Felipe De La Hoz, New Republic
“Owing in part to climate change, there was a record hurricane season last year, with the last two storms, Eta and Iota, striking Central America… the Northern Triangle countries—Honduras, Guatemala, and El Salvador—have been afflicted by climate-induced drought for a decade, leaving 3.5 million people facing food insecurity, but the floods from those two storms produced even more savage damage. Twelve hundred schools were damaged or destroyed; forty per cent of corn crops and sixty-five per cent of the bean harvest were lost…
“As a percentage of G.D.P., the damage is greater than that done by the worst storms ever to hit the United States, yet the people of these countries did comparatively little to cause the climate crisis—whereas the four per cent of us who live in this country have produced more greenhouse gases than the population of almost any other nation. So there’s really no way to pretend that migrants arriving at our southern border have no claim on America. Honduras could have built the biggest, most beautiful wall on its northern border, and our CO2 would still have sailed right across it.”
Bill McKibben, New Yorker
“First, the United States must marshal and deploy immediate, large-scale food assistance to those suffering the impacts of Hurricanes Eta and Iota — two ‘once-a-century storms’ that made landfall 15 miles and two weeks apart in November 2020… Second, those suffering from the impacts of Eta and Iota are also in need of immediate employment opportunities to root them in their communities. Fast disbursing, cash-based programs can and should be stood up to do that…

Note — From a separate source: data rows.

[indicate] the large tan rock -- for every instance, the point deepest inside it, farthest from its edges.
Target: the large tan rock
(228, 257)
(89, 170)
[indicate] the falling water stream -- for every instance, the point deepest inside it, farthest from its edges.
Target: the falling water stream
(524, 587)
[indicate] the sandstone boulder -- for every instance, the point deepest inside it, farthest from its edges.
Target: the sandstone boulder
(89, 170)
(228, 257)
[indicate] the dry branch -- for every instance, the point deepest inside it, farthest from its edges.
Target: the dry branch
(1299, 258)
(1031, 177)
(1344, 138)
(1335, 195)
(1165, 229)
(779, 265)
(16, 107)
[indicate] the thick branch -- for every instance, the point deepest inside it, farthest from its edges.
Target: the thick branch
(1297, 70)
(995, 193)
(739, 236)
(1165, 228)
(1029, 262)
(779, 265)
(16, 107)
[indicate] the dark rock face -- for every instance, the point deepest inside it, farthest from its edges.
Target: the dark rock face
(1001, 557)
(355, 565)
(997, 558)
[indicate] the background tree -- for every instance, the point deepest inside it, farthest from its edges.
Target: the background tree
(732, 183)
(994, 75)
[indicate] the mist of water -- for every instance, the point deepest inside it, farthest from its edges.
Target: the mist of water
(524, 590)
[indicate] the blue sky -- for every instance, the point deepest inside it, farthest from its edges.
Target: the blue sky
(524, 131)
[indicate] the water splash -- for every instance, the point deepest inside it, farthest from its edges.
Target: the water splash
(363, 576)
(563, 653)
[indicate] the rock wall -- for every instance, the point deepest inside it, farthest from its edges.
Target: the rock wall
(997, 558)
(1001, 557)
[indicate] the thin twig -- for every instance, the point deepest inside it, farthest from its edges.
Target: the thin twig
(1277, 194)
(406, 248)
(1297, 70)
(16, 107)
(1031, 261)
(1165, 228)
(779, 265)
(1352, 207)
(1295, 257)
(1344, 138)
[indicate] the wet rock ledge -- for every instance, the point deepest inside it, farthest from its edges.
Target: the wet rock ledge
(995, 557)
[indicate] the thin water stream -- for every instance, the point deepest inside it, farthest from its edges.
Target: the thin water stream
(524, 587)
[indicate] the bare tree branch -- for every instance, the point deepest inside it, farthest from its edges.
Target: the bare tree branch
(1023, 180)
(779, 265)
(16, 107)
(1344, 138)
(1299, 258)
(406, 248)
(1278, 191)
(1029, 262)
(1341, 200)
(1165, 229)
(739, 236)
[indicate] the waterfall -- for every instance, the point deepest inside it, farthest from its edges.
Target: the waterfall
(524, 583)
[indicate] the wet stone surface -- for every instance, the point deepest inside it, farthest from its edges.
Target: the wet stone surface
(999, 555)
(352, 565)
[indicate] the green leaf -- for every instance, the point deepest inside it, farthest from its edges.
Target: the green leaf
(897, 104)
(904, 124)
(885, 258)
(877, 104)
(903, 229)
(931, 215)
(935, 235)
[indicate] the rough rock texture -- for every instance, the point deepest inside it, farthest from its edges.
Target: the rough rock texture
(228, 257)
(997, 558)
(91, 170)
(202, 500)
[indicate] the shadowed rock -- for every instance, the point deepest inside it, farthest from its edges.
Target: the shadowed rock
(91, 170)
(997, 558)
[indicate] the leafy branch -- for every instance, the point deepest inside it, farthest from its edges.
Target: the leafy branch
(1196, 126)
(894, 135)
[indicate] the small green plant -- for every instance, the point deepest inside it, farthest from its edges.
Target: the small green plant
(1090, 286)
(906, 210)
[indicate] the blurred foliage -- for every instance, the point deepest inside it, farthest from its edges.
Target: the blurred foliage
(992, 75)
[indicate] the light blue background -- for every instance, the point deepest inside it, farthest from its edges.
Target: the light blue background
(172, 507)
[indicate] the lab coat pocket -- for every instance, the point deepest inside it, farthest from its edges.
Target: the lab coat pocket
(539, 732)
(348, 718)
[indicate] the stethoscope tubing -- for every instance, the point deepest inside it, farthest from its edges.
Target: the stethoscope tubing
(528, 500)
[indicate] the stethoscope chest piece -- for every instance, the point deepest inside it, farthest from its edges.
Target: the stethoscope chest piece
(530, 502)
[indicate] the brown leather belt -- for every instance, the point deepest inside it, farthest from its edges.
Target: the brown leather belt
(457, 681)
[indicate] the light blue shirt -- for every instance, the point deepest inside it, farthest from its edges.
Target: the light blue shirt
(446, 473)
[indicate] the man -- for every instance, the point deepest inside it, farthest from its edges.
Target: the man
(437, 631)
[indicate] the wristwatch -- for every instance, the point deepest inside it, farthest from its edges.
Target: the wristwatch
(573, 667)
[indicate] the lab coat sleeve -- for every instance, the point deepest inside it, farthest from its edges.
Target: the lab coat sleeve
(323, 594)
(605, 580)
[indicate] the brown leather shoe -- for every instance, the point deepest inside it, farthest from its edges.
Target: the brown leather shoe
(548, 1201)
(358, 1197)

“Third, the people of the Americas cannot wait for COVID-19 vaccines — and certainly should not wait behind more geographically distant partners. The Biden-Harris administration has put Mexico and Canada at the top of the list for excess supply of U.S. manufactured vaccines. The countries of Central America (and the Caribbean) must be next… [These] are certainly not the only elements of a new U.S. approach to managing migration and addressing root causes, but they are essential to building a new, durable and effective approach.”
Dan Restrepo, The Hill
Some point out that “As worthy of sympathy as [the migrant] families are, we live under a system of laws that doesn’t provide for their needs unless they meet a high legal standard. As a matter of law, America’s borders are not open. Not everyone who comes is legally entitled to stay… Yet to my frustration, many of my friends in the immigrant-advocacy community will not help shape these decisions; most are unable or unwilling to name any category of migrant who should ever be returned… Hard policy decisions are better made with input from people who care deeply about the lives at stake…
Biden is working to reestablish American refugee-processing capabilities in Central American countries so that those truly fleeing for their life can get to safety without having to rely on smugglers to bring them on the dangerous trip through Mexico. The ability to seek safety without journeying north, combined with faster asylum processing for those who have made the trip, will help those who have a legitimate claim get answers quickly and get on with their life. Those who have traveled but do not succeed with their asylum case should be returned—in as compassionate a manner as possible—to their country of origin.”